Non conoscevo i suoi genitori adottivi, non li avevo mai nemmeno visti, eppure mi sentivo come se avessi già un'idea completa di ciò che erano. Molti pregano per avere un figlio a cui concedere tanto di quell'affetto e disprezzavo un po' il fatto che loro fossero invece riusciti ad averne ben due, ma non erano invece mai stati in grado di concedere loro abbastanza amore da farli sentire al sicuro e non con il bisogno di fuggire dalle mura di quella che sarebbe dovuta essere la loro unica casa. Harry sembrava considerare più un luogo sicuro e tranquillo, il suo studio.
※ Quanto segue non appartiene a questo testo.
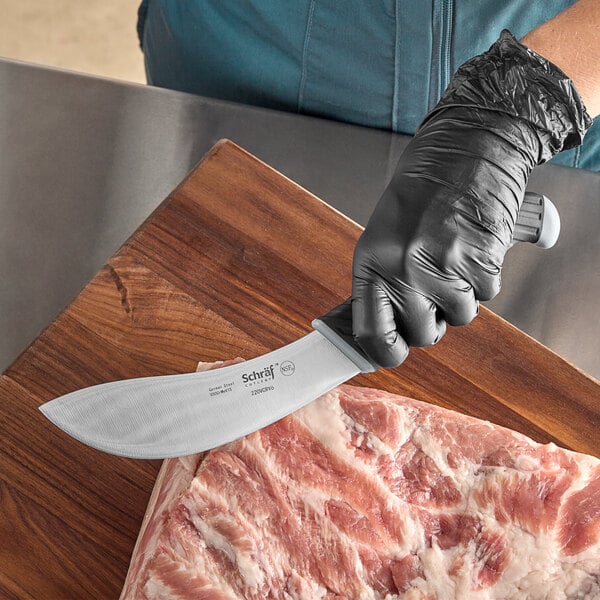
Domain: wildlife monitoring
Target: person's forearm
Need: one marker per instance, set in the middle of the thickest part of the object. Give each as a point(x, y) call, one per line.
point(571, 41)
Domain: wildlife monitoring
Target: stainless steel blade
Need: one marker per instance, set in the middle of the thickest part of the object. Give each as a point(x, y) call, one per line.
point(175, 415)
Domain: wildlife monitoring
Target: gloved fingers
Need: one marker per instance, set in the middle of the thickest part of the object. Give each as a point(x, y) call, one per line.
point(483, 274)
point(374, 325)
point(418, 319)
point(456, 301)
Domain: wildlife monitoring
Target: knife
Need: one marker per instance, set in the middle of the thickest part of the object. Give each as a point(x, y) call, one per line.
point(176, 415)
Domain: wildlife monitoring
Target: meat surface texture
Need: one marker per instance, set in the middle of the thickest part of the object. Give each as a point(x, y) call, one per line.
point(366, 495)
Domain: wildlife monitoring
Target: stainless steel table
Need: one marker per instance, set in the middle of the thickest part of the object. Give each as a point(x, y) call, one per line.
point(83, 161)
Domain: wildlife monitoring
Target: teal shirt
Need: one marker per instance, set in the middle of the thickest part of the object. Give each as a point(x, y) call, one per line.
point(380, 64)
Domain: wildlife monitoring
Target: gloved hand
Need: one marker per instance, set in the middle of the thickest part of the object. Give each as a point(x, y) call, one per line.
point(435, 243)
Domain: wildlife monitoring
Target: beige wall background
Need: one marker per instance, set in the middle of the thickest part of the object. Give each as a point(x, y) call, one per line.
point(91, 36)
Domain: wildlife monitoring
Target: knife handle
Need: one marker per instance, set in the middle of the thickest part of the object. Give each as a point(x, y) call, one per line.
point(538, 222)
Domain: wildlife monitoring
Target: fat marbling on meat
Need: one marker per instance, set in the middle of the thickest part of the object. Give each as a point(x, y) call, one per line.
point(367, 495)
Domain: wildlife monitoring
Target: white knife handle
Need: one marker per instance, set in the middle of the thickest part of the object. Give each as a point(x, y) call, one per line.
point(538, 222)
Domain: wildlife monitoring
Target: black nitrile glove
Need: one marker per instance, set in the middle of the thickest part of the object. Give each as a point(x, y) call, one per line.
point(435, 243)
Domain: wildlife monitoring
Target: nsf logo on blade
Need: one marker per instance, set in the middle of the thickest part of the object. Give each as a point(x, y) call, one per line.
point(287, 368)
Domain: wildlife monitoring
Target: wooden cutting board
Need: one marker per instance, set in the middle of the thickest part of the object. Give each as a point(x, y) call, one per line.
point(236, 262)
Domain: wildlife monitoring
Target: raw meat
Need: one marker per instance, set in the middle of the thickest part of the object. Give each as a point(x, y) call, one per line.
point(366, 495)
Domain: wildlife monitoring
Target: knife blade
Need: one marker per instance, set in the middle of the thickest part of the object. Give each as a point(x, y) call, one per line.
point(176, 415)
"A te non ha mai chiesto di diventarlo?"
"No, io, per mia fortuna, sono un pittore, ho la mia di fama, il mio di successo, molte persone mi conoscono e mi elogiano, molte altre tengono i miei quadri nelle loro bellissime e sofisticate dimore. Non dipingo per questo, che sia chiaro, dipingo perché è l'unica cosa che a volte mi fa stare bene. E loro sembrano essere ossessionati dal fatto che mio fratello non voglia diventare un avvocato."
Annuii, comprensiva. Avevo visto con i miei stessi occhi quanto successo, tra le persone, i quadri di Harry riscuotessero, molto probabilmente i suoi genitori di questo erano fieri: un figlio che, in un modo, era riuscito a far spargere il suo nome tra la gente, proprio come desideravano.
"Se litigo con loro è perché continuano a far pressione su di Nick e non lo sopporto; lui per me c'è sempre stato ed io vorrò sempre esserci per lui."
Sospirò un'ultima volta prima di parlare ancora, "altre volte sono fermamente convinto che per mio fratello chiamarli "mamma" e "papà" è solo un disperato tentativo di ricucire quella parte di lui che con la morte dei nostri genitori gli è stata strappata."
Fu lì che smettemmo di parlare.
Harry con gli occhi chiusi, cullato dalle mie mani e dalle mie carezze, che cercavano invano di proteggerlo dalla violenza delle sue mancanze.
Il suo corpo teneva caldo il mio, il mio cuore cercava di riscaldare il suo.
Abbracciati, lontani dal mondo e da qualsiasi forma di dolore; io cercavo un rimedio per lui, lui cercava un rimedio per suo fratello.
Solo allora compresi finalmente il legame che teneva ben saldi insieme i due fratelli.
Harry era per Nick, così come Nick era per Harry, l'unico ricordo vivo della loro famiglia felice.